Si no fuera por la fragancia única de Meng Changling en el cuerpo de Li Dao, y accidentalmente vio la situación, ¿no sería un emperador muerto ahora?
¿Por qué Meng Changling y Meng Changde hicieron esto? ¿Por el trono? ¡Pero Chu Jue tenía menos de dos años!
¿Cómo puede un niño así ser un emperador?
Entonces, ¿necesitan un regente?
Entonces, ¿quién será este Regente? Meng Changde? Meng nan?
La brillante sonrisa de Meng Nan de pie bajo el sol apareció frente a sus ojos, ¿podría ser él?
En su memoria, Meng Nan no era una persona a la que le gustara el poder y las ganancias, y era imposible conectarlo con la situación que tenía enfrente.
Entonces, ¿cuál fue la razón por la que Meng Changling hizo esto? ¿No se entregó el edicto imperial de pasar el trono al Emperador Supremo hace mucho tiempo? El Emperador Supremo estaba con ella todos los días, era imposible que no supiera sobre el edicto. Si este fuera el caso, ¿por qué no esperar? ¿Por qué hacer tal cosa?
Meng Changling estaba aturdida en el patio, mirando al niño jugando con la mamá. Debería haber estado sonriendo, pero no pudo.
Se llevaron al subjefe Zhang, parece que algo sucedió.
Pronto vendrán los Guardianes del Dragón Imperial, ¿se separarán ella y su Jue’er? ¿Podrá ella volver a verlo?
De repente se arrepintió. ¿Por qué hizo tal cosa? ¿No sería lindo estar con su hijo y verlo crecer en paz?
¿Por qué quería luchar por esas cosas falsas?
Cuando Fu Zheng llevó gente al Palacio Baiyuan, Meng Changling se sentó en el jardín a leer un libro como de costumbre, pero no se dio cuenta de que el libro que sostenía estaba al revés.
«Concubina imperial Meng, el emperador te invita».
Después de todo, ella era la concubina del Emperador Supremo.
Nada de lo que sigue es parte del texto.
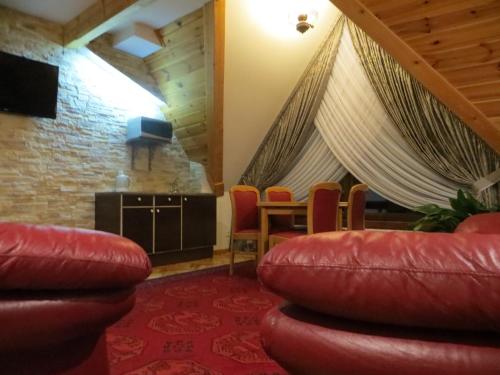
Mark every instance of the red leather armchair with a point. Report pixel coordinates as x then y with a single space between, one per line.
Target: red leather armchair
60 289
378 303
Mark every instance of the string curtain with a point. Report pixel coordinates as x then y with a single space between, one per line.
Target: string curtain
438 136
294 125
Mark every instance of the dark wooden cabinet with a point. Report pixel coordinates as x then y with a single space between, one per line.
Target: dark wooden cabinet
199 230
167 229
138 226
170 228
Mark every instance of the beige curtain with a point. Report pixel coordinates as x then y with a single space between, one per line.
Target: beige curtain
293 127
315 163
439 137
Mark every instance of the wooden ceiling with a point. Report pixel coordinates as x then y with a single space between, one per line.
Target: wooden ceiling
453 48
180 72
189 72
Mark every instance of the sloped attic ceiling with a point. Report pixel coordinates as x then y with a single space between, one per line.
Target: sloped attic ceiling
451 46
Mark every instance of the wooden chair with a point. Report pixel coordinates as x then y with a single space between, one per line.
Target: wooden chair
322 212
279 194
245 217
356 207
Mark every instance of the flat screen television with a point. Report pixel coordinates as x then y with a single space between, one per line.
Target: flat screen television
28 87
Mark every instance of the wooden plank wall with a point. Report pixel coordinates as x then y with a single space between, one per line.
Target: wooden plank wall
180 71
458 38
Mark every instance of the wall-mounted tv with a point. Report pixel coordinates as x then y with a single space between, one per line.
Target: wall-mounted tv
28 87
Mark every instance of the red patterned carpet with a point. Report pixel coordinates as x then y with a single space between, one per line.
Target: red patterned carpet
203 323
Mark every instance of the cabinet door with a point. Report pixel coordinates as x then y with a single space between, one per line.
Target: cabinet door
198 221
167 229
138 226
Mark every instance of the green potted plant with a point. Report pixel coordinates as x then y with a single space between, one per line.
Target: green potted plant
439 219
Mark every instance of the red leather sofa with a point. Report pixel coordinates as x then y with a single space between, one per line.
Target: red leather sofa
60 289
378 303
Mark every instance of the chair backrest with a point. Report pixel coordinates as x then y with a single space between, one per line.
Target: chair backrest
279 194
356 207
244 200
322 207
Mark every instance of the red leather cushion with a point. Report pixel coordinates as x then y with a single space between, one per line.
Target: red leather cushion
39 320
411 278
50 257
247 214
482 223
280 222
304 342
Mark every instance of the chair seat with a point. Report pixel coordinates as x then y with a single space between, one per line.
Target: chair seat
289 233
248 231
307 342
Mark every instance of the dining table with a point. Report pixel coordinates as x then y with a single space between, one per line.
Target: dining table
268 208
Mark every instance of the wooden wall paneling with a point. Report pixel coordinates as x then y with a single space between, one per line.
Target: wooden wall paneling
417 66
490 108
484 52
192 118
177 25
449 21
180 81
408 11
180 71
489 91
189 32
99 18
191 130
214 54
184 110
166 58
456 39
472 76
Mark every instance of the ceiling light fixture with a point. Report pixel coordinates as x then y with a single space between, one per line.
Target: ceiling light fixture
303 25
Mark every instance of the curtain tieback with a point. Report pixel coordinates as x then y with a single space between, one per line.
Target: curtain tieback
485 182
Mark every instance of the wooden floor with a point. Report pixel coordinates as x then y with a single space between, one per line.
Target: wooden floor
220 258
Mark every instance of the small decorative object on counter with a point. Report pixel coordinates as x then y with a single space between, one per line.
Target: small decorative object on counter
122 181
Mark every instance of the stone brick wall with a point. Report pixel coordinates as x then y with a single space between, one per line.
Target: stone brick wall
50 169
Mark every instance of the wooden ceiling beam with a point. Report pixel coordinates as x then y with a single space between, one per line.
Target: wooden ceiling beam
98 19
422 71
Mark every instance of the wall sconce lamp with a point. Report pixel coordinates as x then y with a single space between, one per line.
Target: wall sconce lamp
303 25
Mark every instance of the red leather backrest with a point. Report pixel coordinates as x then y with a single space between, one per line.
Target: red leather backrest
483 223
358 210
325 208
247 214
281 222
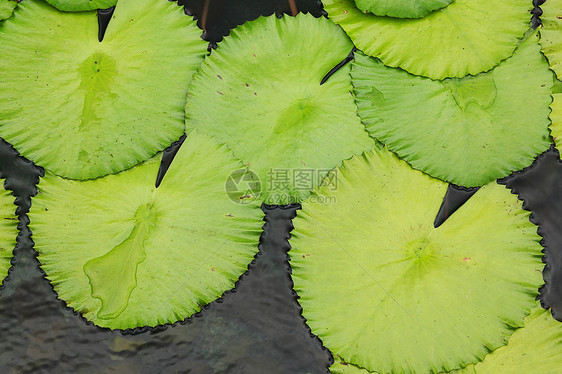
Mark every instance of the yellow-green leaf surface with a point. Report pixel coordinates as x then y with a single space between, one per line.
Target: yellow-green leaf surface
401 8
8 230
534 348
466 37
467 131
125 254
551 34
556 118
6 8
260 93
388 292
83 109
81 5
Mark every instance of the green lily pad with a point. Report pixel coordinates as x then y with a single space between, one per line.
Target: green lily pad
551 34
386 291
125 254
83 109
401 8
7 8
467 131
81 5
8 230
534 348
467 37
556 118
291 130
341 367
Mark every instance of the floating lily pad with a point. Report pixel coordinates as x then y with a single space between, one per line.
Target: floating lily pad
81 5
401 8
6 8
388 292
534 348
8 230
125 254
83 109
467 37
551 34
290 130
467 131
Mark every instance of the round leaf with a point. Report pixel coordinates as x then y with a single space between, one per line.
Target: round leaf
401 8
291 130
125 254
467 37
467 131
388 292
84 109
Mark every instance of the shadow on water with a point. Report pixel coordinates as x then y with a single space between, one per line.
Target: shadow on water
255 328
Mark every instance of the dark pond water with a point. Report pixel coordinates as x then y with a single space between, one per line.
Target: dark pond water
256 328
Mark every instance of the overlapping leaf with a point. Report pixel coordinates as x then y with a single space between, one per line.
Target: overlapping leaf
260 94
8 230
468 131
84 109
6 8
388 292
401 8
551 34
81 5
466 37
125 254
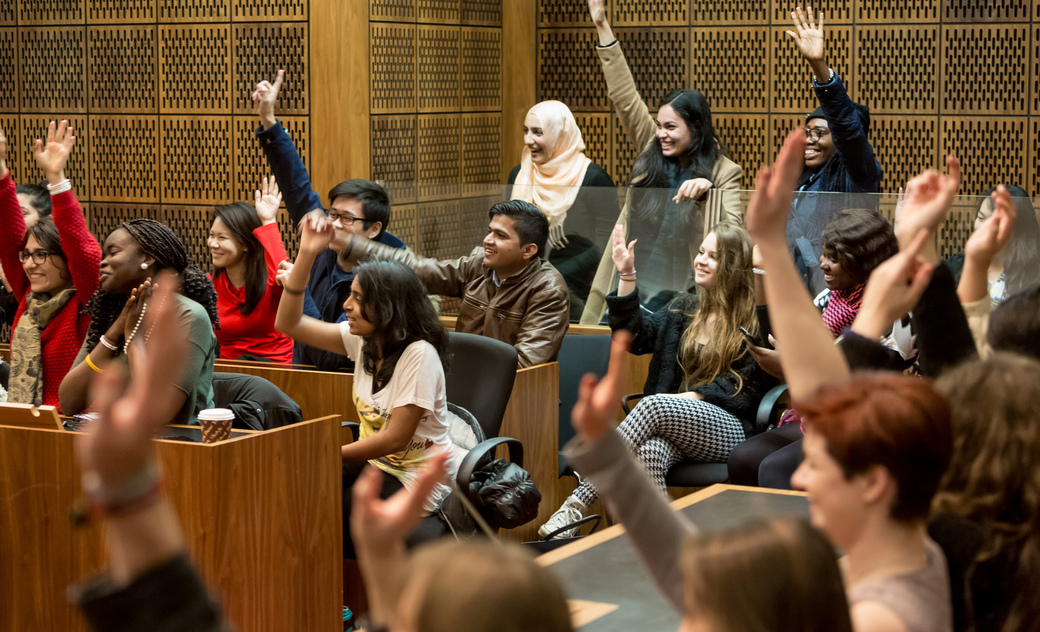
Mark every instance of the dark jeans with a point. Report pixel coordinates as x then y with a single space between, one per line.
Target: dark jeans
747 459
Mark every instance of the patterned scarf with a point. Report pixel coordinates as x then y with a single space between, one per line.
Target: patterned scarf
841 309
26 384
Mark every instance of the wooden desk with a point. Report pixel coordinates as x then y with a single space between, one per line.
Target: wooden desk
609 588
261 514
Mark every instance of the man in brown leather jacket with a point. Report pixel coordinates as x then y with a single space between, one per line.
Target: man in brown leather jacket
509 291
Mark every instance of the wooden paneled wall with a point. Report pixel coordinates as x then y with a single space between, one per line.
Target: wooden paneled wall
939 76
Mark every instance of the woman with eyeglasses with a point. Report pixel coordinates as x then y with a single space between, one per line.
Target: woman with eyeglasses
58 260
838 155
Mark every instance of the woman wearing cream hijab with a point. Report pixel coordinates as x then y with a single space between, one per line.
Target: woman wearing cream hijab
576 195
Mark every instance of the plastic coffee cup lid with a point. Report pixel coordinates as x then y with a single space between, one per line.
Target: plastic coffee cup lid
215 415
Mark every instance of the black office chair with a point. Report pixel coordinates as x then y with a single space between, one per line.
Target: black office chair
697 474
258 403
579 354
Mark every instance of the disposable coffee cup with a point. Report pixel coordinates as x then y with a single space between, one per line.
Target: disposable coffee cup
215 424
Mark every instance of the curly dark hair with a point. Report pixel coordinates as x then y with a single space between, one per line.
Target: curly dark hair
394 300
159 241
861 239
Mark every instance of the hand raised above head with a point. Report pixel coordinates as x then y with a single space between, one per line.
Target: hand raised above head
599 400
53 155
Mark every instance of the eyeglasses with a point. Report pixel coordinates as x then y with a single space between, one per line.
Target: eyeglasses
816 133
39 257
344 218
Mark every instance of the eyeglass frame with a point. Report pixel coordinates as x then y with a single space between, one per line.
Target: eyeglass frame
816 133
39 257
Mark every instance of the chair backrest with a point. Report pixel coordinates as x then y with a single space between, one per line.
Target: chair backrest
257 402
481 377
579 354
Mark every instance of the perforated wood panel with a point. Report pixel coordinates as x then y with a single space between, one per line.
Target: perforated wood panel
905 147
791 77
640 12
52 68
985 70
251 166
393 146
898 69
482 154
439 11
260 51
569 70
731 66
481 69
121 11
195 10
197 159
976 140
8 70
195 69
392 78
49 11
986 10
897 11
268 9
123 76
439 156
34 126
125 156
391 10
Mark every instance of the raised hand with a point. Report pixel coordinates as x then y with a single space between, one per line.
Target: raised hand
379 526
767 217
265 97
599 400
624 257
927 205
53 155
118 445
892 289
693 189
267 200
808 36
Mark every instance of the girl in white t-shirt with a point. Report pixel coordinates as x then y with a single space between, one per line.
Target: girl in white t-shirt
398 345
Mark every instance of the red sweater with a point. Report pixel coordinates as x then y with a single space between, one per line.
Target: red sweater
62 338
254 334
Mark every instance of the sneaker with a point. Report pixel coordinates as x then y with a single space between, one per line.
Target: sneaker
572 510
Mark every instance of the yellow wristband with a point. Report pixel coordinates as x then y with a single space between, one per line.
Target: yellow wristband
92 365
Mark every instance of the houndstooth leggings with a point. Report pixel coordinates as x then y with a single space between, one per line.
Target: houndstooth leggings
664 429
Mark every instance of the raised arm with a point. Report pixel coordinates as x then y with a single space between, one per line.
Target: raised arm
14 222
316 233
79 245
266 202
281 153
808 356
634 114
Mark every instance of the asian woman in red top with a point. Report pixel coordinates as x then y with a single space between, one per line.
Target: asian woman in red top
52 268
245 246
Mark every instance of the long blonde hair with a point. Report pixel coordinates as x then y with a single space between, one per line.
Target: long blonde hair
727 305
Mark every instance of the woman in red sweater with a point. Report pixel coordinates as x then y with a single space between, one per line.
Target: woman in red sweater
52 268
247 246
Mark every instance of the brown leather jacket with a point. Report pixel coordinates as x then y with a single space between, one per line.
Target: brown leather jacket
529 310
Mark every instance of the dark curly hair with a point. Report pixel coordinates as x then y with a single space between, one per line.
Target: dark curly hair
860 239
157 240
394 300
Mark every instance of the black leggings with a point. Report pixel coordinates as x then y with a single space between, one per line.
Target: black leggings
763 459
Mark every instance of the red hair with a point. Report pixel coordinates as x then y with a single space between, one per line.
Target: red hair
894 421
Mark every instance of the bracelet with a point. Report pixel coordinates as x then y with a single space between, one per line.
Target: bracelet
60 187
93 366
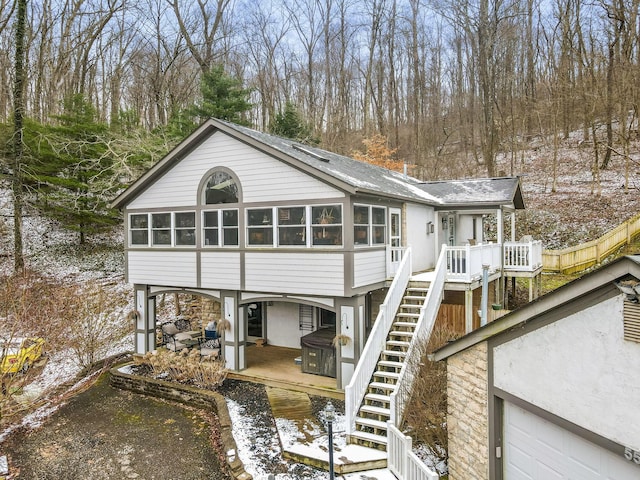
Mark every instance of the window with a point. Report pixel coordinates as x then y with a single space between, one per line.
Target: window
230 228
369 225
210 228
260 226
212 225
326 226
161 228
360 225
378 225
139 229
220 188
327 317
292 226
185 228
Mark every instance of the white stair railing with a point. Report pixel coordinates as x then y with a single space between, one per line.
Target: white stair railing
400 397
355 391
401 460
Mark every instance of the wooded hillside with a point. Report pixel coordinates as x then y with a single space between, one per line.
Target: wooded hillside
94 91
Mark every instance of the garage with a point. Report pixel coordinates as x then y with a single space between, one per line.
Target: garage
536 449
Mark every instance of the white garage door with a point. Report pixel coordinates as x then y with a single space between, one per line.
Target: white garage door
535 449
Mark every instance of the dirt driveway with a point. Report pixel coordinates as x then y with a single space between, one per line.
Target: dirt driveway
105 433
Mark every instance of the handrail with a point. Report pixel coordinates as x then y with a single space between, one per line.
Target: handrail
355 391
464 263
401 460
523 256
582 256
424 326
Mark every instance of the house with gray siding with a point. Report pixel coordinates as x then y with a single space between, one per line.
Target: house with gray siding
290 239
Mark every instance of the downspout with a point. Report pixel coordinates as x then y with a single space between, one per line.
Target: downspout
485 294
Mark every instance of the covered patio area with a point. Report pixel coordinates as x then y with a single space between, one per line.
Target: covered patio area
276 367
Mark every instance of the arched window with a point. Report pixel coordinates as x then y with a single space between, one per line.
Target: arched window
220 225
221 187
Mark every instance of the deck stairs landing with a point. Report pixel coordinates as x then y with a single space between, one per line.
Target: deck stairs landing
375 410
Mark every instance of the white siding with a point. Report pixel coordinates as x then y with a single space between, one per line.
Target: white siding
369 267
262 178
220 270
299 273
579 368
283 328
162 268
422 244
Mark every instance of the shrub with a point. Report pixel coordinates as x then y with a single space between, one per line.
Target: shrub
426 414
186 367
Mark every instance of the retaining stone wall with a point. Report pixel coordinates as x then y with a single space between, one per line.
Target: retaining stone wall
192 396
467 414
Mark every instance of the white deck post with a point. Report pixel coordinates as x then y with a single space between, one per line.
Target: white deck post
468 310
145 320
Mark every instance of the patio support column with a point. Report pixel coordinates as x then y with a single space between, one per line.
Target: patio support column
145 320
468 310
234 339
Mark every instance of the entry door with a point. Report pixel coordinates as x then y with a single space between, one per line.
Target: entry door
255 321
395 238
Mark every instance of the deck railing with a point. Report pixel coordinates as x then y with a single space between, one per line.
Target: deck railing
354 392
522 256
401 460
464 263
428 313
579 258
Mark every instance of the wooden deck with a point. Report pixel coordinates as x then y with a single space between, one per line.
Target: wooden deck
276 367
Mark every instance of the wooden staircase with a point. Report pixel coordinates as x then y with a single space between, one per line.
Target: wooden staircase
374 412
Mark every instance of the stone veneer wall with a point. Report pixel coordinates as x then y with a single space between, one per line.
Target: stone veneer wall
467 414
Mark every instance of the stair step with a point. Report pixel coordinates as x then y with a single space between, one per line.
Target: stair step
390 364
398 343
369 437
414 297
394 353
382 386
388 375
371 423
381 411
418 289
376 397
404 325
399 333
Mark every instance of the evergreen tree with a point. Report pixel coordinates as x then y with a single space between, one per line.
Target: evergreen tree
289 124
223 97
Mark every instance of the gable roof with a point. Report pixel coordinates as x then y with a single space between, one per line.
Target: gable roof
600 279
477 191
343 172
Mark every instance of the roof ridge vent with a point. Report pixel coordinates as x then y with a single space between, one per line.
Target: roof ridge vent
306 150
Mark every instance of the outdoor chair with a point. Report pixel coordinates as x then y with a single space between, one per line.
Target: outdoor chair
171 329
183 340
210 348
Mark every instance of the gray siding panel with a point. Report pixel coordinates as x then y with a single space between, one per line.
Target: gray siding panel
220 270
163 268
369 267
297 273
263 178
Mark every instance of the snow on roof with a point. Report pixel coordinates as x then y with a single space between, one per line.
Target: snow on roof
504 190
344 172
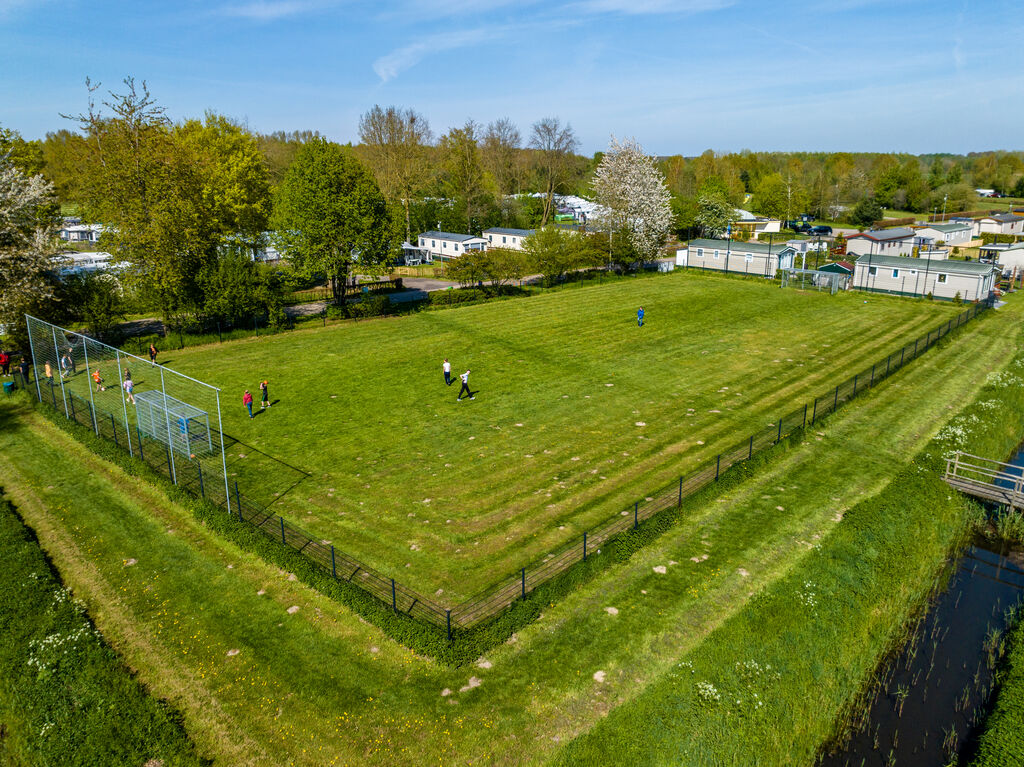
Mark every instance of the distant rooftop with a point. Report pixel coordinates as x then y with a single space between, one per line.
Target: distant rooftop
450 236
881 236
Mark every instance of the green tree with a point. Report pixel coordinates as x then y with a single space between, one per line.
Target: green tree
27 255
714 215
236 186
147 188
771 198
330 214
395 142
553 253
865 213
462 174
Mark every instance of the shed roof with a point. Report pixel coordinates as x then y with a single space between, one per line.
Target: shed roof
947 227
881 236
515 232
740 248
973 268
840 267
451 236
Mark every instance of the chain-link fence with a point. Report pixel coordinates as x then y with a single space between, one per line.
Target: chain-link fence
68 365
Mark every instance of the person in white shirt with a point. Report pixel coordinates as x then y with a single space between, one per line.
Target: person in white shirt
465 387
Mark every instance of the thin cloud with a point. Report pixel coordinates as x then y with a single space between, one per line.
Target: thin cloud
650 7
391 65
269 10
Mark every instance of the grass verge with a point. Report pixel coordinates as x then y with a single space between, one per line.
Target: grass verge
66 696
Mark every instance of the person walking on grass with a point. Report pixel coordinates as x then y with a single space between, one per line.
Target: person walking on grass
129 387
465 387
66 365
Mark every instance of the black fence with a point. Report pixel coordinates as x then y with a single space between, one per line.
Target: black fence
494 600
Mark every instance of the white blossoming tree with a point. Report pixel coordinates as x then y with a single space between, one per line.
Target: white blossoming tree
27 253
635 199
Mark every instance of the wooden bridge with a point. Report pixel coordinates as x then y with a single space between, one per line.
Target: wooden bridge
987 479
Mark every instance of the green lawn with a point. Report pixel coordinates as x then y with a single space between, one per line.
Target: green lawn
210 626
578 413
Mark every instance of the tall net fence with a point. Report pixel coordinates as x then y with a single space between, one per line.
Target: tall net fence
68 365
165 418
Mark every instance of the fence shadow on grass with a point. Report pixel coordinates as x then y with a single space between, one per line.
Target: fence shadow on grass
496 599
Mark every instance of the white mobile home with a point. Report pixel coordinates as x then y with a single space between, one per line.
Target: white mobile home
744 258
951 233
443 246
501 238
919 277
897 242
999 223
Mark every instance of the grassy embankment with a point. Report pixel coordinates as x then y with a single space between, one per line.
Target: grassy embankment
66 697
316 686
578 412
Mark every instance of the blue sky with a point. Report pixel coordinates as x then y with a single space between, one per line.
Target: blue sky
681 76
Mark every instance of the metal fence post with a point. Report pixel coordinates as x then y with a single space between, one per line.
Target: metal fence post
32 351
223 460
167 420
124 405
64 394
88 383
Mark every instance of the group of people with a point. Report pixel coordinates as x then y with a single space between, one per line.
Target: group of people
446 370
264 390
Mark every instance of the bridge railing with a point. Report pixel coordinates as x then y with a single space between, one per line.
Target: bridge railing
966 467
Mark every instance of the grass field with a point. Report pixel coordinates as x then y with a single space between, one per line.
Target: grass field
314 685
578 414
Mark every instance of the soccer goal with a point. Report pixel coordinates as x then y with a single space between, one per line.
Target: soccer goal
180 426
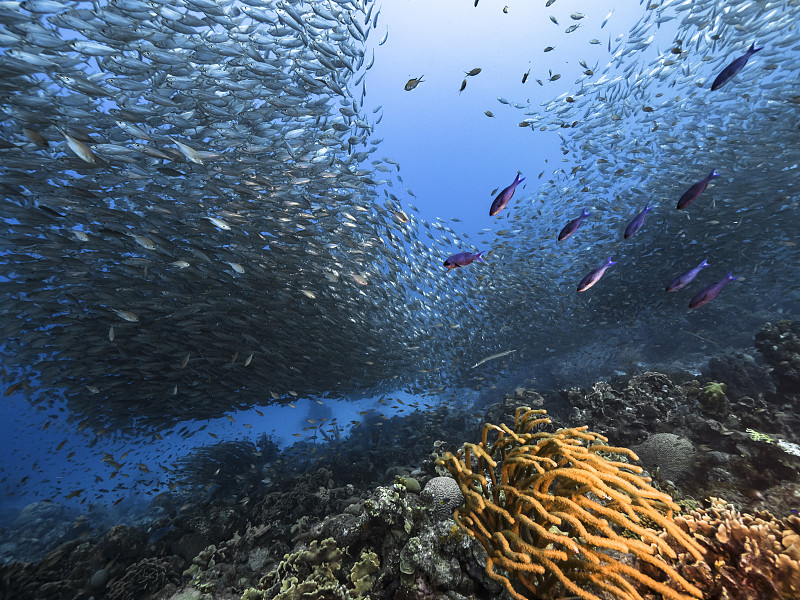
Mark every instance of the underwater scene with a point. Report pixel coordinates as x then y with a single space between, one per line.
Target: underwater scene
400 300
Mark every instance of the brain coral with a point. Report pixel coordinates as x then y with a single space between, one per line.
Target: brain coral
445 496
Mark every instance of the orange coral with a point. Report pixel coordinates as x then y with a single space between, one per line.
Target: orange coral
553 513
746 557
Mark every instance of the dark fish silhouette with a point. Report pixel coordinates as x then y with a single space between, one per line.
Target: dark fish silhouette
732 69
462 259
572 226
594 275
685 278
695 190
637 222
708 293
504 197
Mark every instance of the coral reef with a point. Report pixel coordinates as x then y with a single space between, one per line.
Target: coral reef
727 461
444 495
741 373
780 346
672 454
745 556
266 528
552 511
Incluso si cometió un delito, debe ser tratada con dignidad. Fu Zheng no iría demasiado lejos.
Meng Changling sabía que no podía escapar, así que no dijo nada. Dejó su libro, se puso de pie y asintió con la cabeza a la mamá que sostenía al bebé.
Los ojos de la mamá estaban llenos de lágrimas. Hizo todo lo posible por no dejarse llorar, pero cuanto más sucedía esto, más triste era verlo.
«¡Por favor!» Dijo Fu Zheng.
Las manos de Meng Changling se movieron, queriendo abrazar a su hijo nuevamente. Ella simplemente lo levantó, pero lo dejó de nuevo. Quería abrazar a su hijo, pero tal vez no pudiera soltarlo.
Tampoco quería que sus hijos la vieran llorar y esperaba que en el recuerdo de Jue’er solo quedara el hermoso y elegante recuerdo de su madre, y nada más.
Meng Changling siguió a Fu Zheng a la sala de estudio imperial. Chu Yan no la obligó a arrodillarse, se mantuvo muy erguida, más erguida que de costumbre.
«¿Por qué hiciste eso?» Preguntó Chu Yan.
Meng Changling sonrió levemente. En sus hermosas mejillas, parecía como si floreciera un peral, no brillante, pero muy elegante.
Al Padre Imperial le gustaba su sonrisa así, su temperamento indiferente y su inocencia.
Pero su padre imperial estaba equivocado después de todo.
Tenía miedo de no saber hasta que dejó este mundo que murió a manos de una mujer en la que confiaba más.
“Nadie puede proteger a mi Jue’er. En este mundo, si no hay poder, ¿cómo puede crecer con seguridad?
«¿No me crees?» Preguntó Chu Yan.
Meng Changling negó con la cabeza: “No es que no te crea. Es que no le creo a tu padre. No debes saber lo que está haciendo tu padre, ¿verdad?
Chu Yan levantó una ceja: «¡Dime!»
Meng Changling dio dos pasos hacia adelante y la sonrisa en su rostro se volvió amarga gradualmente: “Sé que tienes la intención de darle el trono a Jue’er, pero primero quieres devolverle el poder a tu padre imperial para que administre el gobierno. Cuando Jue’er finalmente crezca, recuperará el poder. Pero su majestad, su padre imperial no lo cree así.